I mind it well--that poem on a louse!
'O wad some pow'r the giftie gie us,' Monk,
'To see oursels as others see us'--drunk;
'It wad frae monie a blunder free us'--list!--
'And foolish notion.' Abbot, bishop, priest,
'What airs in dress an' gait wad lea'e' you all,
'And ev'n devotion.' Cowls and robes would fall,
And sometimes leave a bishop but a beast,
And show a leper sore where erst they made a priest."
[CW] Tripping. See Burns' "_Address to the Deil_"
Not to be beat the jolly monk filled up
His silver mug with rare old Burgundy;
"Here's to your health," he said, "your Majesty"--
And drained the brimming goblet at a gulp--
"'For when the Devil was sick the Devil a monk would be;
But when the Devil got well a devil a monk was he.'
_In vino veritas_ is true, no doubt--
When wine goes in teetotal truth comes out.

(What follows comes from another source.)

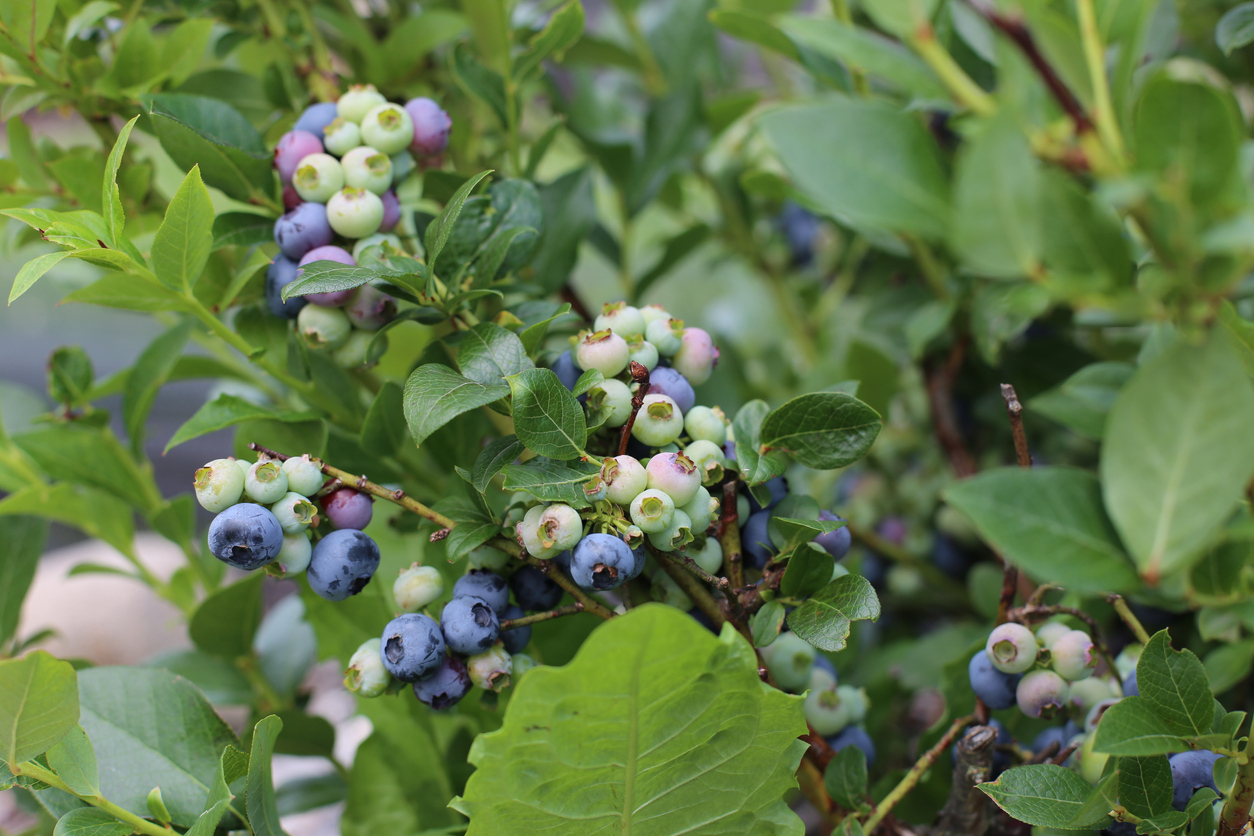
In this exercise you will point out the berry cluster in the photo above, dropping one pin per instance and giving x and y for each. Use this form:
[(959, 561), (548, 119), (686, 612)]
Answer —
[(266, 517), (340, 167)]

To shake a little Shakespeare in the wine:
'Some rise by sin and some by virtue fall';
But in the realm of Fate, as I opine,
A devil a virtue is or sin at all.
'The Devil be damned' is what we preach, you know it--
At mass and vespers, holy-bread and dinner:
From priest to pope, from pedagogue to poet,
We sanctify the sin and damn the sinner.